La perspective d'un accord conclu dès le mois de juin prochain, comme prévu initialement, s'éloigne peu à peu. Car les positions semblent irréconciliables entre commissaires européens, gouvernements nationaux et eurodéputés, réunis la semaine dernière à Bruxelles dans le cadre de « super trilogues ». Les pourparlers ont en effet été interrompus vendredi, après que le Parlement européen a rejeté une nouvelle proposition du Conseil européen - l'instance qui réunit les Etats membres -, la jugeant encore trop éloignées de ses revendications.

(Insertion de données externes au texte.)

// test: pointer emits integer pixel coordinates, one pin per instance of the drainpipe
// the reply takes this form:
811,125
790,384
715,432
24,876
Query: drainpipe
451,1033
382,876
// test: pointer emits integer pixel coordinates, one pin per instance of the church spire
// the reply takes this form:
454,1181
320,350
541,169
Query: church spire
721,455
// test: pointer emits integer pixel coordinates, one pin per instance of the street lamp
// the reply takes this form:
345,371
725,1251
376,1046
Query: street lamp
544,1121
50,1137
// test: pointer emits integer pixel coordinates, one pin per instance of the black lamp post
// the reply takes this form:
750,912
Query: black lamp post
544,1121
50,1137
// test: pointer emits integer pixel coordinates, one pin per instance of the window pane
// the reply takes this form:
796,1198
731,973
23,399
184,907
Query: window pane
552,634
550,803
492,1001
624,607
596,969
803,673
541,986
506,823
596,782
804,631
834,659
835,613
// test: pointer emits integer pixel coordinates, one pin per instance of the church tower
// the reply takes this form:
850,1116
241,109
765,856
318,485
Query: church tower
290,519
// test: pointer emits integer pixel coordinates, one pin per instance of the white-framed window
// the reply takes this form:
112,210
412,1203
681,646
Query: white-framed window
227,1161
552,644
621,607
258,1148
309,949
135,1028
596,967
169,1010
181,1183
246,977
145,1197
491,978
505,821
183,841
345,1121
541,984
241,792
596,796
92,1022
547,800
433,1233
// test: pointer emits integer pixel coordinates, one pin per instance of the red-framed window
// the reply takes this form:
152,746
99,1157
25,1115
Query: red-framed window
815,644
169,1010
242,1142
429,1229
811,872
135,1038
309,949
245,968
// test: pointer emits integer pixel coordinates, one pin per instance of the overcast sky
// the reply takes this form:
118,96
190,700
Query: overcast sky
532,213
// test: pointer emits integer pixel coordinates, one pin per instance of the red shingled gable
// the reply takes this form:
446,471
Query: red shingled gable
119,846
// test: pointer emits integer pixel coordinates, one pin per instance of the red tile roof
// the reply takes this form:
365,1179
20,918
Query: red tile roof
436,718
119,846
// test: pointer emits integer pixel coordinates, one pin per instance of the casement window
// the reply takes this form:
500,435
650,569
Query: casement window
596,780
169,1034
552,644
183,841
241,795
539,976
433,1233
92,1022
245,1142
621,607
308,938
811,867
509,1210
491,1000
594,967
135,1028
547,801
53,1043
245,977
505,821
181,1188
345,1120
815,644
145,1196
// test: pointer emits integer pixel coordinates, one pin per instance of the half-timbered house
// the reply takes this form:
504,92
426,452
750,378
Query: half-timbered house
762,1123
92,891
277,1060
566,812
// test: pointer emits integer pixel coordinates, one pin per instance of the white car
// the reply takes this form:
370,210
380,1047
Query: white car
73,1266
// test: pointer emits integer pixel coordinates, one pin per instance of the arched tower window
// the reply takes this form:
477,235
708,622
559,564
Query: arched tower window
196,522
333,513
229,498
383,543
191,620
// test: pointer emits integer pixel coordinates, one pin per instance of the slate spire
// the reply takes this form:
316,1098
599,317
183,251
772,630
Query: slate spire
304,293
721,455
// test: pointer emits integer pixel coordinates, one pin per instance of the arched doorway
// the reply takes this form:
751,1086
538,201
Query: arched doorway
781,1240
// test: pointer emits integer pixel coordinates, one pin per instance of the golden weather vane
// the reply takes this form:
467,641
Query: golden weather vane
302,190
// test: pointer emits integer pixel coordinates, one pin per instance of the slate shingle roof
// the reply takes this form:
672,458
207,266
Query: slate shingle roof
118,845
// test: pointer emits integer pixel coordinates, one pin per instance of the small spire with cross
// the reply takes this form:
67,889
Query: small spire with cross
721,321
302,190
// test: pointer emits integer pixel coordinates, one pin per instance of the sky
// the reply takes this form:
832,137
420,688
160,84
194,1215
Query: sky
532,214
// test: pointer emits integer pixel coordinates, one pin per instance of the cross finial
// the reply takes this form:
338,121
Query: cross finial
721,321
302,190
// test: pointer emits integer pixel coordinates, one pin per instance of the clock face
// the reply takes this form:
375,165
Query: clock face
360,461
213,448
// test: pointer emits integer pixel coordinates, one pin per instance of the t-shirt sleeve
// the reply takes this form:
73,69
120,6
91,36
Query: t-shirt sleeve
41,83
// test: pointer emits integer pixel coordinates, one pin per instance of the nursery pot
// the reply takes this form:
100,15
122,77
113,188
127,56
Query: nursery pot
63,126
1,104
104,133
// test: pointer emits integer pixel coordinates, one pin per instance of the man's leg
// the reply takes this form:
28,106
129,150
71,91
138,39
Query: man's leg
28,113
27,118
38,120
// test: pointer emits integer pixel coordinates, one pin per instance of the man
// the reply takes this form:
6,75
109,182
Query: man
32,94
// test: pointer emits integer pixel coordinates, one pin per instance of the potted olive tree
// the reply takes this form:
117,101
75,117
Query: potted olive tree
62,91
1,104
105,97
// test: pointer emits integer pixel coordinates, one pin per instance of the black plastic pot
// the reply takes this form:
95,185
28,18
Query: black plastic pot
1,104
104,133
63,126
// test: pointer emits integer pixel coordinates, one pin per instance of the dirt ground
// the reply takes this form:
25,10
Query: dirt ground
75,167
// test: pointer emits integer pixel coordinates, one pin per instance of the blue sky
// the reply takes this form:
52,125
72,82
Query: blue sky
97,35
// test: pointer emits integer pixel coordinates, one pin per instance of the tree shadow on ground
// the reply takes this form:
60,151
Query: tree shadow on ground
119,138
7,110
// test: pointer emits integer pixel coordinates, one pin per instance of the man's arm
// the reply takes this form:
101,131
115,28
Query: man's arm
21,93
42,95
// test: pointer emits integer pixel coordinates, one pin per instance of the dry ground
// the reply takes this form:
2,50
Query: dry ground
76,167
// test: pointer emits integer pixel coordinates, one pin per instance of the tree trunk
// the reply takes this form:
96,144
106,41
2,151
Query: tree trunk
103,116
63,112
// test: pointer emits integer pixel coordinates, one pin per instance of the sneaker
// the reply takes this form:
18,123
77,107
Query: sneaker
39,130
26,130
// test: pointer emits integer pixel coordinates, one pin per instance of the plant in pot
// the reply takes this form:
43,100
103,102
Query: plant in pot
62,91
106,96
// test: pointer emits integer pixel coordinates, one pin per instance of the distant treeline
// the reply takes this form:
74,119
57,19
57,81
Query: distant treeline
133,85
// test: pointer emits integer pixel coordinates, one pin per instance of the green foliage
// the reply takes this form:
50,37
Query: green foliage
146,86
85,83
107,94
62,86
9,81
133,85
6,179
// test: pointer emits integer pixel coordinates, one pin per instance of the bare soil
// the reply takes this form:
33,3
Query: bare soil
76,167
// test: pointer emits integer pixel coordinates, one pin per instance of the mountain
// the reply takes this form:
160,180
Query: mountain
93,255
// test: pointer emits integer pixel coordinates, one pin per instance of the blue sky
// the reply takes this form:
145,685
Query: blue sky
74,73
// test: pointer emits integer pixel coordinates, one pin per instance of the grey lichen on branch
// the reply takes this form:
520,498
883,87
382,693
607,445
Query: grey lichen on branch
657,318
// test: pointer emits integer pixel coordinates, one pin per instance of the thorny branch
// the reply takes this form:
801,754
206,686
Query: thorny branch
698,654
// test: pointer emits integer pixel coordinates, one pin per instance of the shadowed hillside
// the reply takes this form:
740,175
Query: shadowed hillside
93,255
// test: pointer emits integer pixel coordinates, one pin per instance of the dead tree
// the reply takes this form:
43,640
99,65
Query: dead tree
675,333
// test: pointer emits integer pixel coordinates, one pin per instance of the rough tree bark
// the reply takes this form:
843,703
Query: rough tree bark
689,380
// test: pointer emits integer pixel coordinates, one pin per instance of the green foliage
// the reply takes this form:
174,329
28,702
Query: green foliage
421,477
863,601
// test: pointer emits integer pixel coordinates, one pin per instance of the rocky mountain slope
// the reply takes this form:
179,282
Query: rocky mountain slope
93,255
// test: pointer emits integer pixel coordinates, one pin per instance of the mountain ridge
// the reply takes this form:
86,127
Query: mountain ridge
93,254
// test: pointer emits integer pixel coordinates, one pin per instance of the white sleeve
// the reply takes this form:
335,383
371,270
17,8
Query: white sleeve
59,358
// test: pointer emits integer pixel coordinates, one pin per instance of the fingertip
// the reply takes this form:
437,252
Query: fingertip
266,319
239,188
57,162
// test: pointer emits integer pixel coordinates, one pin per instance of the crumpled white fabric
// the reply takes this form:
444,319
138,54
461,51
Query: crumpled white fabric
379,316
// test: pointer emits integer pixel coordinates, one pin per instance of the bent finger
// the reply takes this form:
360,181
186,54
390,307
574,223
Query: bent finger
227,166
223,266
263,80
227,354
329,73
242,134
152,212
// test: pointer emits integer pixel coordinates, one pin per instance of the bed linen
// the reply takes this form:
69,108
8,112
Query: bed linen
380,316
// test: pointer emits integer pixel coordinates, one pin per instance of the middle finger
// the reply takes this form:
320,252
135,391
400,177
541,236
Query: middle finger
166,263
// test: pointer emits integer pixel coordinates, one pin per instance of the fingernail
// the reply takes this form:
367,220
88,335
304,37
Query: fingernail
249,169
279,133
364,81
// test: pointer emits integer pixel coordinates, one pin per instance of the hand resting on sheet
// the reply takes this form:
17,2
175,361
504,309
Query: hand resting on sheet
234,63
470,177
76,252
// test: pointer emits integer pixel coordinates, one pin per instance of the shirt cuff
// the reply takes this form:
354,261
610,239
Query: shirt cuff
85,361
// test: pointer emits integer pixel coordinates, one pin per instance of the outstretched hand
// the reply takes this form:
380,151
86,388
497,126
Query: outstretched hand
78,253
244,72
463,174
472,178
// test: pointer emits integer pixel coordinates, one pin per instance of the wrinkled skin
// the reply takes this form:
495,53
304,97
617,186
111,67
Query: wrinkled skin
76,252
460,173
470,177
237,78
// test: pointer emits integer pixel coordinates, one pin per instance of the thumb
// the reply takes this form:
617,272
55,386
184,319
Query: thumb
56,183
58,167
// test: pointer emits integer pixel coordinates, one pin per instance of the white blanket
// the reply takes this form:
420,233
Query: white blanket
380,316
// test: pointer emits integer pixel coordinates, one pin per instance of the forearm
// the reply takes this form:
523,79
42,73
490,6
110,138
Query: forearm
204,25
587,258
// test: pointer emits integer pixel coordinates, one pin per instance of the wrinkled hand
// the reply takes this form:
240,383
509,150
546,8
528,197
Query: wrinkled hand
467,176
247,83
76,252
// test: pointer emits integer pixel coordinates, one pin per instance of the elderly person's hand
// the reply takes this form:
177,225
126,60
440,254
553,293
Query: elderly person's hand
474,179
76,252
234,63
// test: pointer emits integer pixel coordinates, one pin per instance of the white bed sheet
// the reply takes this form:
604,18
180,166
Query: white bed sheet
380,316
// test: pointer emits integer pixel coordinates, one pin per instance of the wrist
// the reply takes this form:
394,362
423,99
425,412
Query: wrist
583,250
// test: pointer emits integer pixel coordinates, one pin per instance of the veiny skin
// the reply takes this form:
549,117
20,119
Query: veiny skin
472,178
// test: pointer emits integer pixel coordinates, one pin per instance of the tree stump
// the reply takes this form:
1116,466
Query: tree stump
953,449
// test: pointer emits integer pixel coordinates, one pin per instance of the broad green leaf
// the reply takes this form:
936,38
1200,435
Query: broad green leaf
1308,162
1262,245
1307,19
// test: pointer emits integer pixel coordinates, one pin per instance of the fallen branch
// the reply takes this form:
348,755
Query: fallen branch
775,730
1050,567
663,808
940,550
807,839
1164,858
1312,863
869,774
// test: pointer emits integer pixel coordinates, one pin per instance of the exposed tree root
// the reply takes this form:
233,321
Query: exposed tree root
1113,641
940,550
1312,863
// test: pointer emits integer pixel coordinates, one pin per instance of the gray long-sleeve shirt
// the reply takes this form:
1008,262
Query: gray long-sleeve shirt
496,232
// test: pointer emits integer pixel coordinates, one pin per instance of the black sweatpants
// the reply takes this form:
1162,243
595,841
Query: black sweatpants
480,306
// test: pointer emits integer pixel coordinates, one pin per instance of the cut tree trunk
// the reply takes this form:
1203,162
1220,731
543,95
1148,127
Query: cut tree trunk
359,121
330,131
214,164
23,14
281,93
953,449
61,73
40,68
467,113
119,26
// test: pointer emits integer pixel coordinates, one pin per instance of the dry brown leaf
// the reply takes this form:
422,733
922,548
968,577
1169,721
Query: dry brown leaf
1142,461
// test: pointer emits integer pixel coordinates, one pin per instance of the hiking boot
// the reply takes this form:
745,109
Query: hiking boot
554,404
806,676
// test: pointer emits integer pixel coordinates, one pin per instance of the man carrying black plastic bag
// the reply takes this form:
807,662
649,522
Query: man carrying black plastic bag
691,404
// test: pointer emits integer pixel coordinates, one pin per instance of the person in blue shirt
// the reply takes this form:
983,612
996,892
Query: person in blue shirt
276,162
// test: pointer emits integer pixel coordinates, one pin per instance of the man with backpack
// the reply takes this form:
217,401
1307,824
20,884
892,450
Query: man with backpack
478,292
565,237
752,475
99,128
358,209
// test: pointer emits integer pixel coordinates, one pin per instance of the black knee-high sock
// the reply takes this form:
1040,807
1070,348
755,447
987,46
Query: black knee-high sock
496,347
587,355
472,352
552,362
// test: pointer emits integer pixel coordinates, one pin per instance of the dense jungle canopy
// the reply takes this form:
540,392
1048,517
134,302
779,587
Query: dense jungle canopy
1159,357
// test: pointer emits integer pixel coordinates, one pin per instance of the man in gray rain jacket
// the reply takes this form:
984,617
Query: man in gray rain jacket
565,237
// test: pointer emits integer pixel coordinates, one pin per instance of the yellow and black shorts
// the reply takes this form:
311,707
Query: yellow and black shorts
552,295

Ce sont pourtant les contours d'un outil majeur de la politique européenne que les trois institutions devront, tôt ou tard, décider de concert, prenant effet dès le début de l'année 2023 : la prochaine mouture de la Politique agricole commune (PAC) qui, avec un budget de 387 millions d'euros - dont 270 milliards d'aides directes aux agriculteurs -, déterminera une partie non négligeable des revenus de ces derniers jusqu'en 2027. Et orientera la politique de l'Union européenne en la matière, dans un contexte reconnu d'urgence climatique.
Les éco-régimes divisent
Les Vingt-Sept avaient bien approuvé, en octobre 2020, la réforme de cette politique, et décidé de son « verdissement » par la mise en place de nouveaux « éco-régimes » - des primes accordées aux exploitants participant à des programmes environnementaux exigeants. Mais sept mois plus tard, le niveau de conditionnalité de ces aides et les volumes de financements qui leur seront consacrés divisent toujours au sommet de l'Union.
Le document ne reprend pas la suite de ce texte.